In 1517 Johann Tetzel also preached in Zerbst and sold letters of indulgence. Reformatory impulses soon reached Zerbst from nearby Wittenberg. After Luther's visit in 1522, the city was one of the first to turn to the evangelical creed. The three monasteries and the monastery were dissolved.
In 1582 the Francisceum was founded as a grammar school illustrious , which was of considerable importance for the dissemination of Philipp Melanchthon's ideas and Calvinism during this period.
Residential city
From 1603 to 1793 Zerbst was the residence of the Principality of Anhalt-Zerbst , whose territory also included the Jever rule .
The city fell during the Thirty Years War . After being spared from the war, Zerbst was stormed, devastated and occupied in 1626 by Ernst von Mansfeld's troops under Danish command . The breach made in the city wall at the Franciscan monastery (today's Francisceum) is still marked with an inscription. After Mansfeld's defeat in the Battle of Dessau , imperial troops under Wallenstein occupied the city. Like Mansfeld, Wallenstein also lived for a short time in the "New House" (destroyed in 1945) on Zerbster Markt and imposed high contributions on the city as a punishment for "supporting" the Protestant troops. In the following years until the end of the war, Zerbst was repeatedly occupied by various armies, which ultimately ruined it economically and made it poor. Furthermore, several plague epidemics raged in the city by the occupation forces, which probably more than one in three residents fell victim to.
After the war, the city increasingly came under the influence of the Anhalt princes, who sought to transform the town of Zerbst into a residential city. In 1681 the construction of the representative castle began instead of the moated castle.
From 1722 to 1758 the important baroque composer Johann Friedrich Fasch was court conductor in Zerbst . Fasch festivals have been held in his honor since 1983. In 1745 Princess Sophie Auguste Friederike von Anhalt-Zerbst married the Russian heir to the throne Peter III. As Catherine II (the great) she ascended the Tsar's throne herself in 1762 and ruled Russia until 1796 . In 1797, after the division of Zerbst , the city became part of the Principality of Anhalt-Dessau .
19th century
During the Napoleonic Wars , Zerbst was occupied by French troops of the 1st Corps under Marshall Bernadotte from late 1806 to early 1807 after defeated Prussian troops had passed through Jena and Auerstedt .

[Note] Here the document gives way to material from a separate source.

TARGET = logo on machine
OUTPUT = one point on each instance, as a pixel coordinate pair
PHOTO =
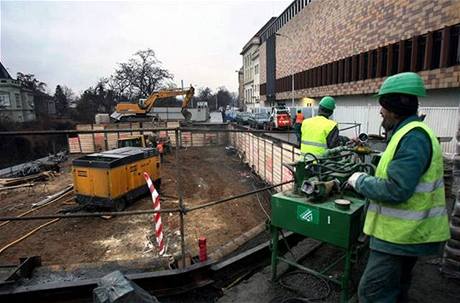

With the beginning of the Wars of Liberation , the Lützow Freikorps moved into Zerbst in 1813 , whereby the poet Theodor Körner found accommodation in the house of his relatives living in the city (until it was destroyed in 1945, this was called the Körner House). In preparation for the nearby battle of Möckern , the town was occupied by Prussian troops under General Yorck in early April 1813 . During and after the fighting, wounded coalition troops were cared for in emergency shelters and hospitals in the city.
From 1891 to 1928, the Zerbst tram ran a horse-drawn tram in the city, which was one of the longest-running horse-drawn trams in Germany.
Third Reich and World War II
From 1935, as part of the German rearmament, a military airfield of the Luftwaffe was built in the immediate vicinity of the city .
Fighter pilot school 2 was stationed there from autumn 1940 to autumn 1944 and was responsible for pilot training. Towards the end of the war in March / April 1945, air force units ( KG (J) 54 , NAGr 1 ) equipped with type Me 262 jet fighters were still stationed at the airfield. Towards the end of World War II military airfield a labor camp which was on the edge of Organization Todt for so-called " Mischlinge first degree " and " married to Jewish " from mixed marriages erected ( detail J ). 700 men were used from there for forced labor in road construction, airport construction and peat cutting. After the end of the war, the airfield was used by units of the Red Army until 1992 , mainly by the 126th Fighter Division.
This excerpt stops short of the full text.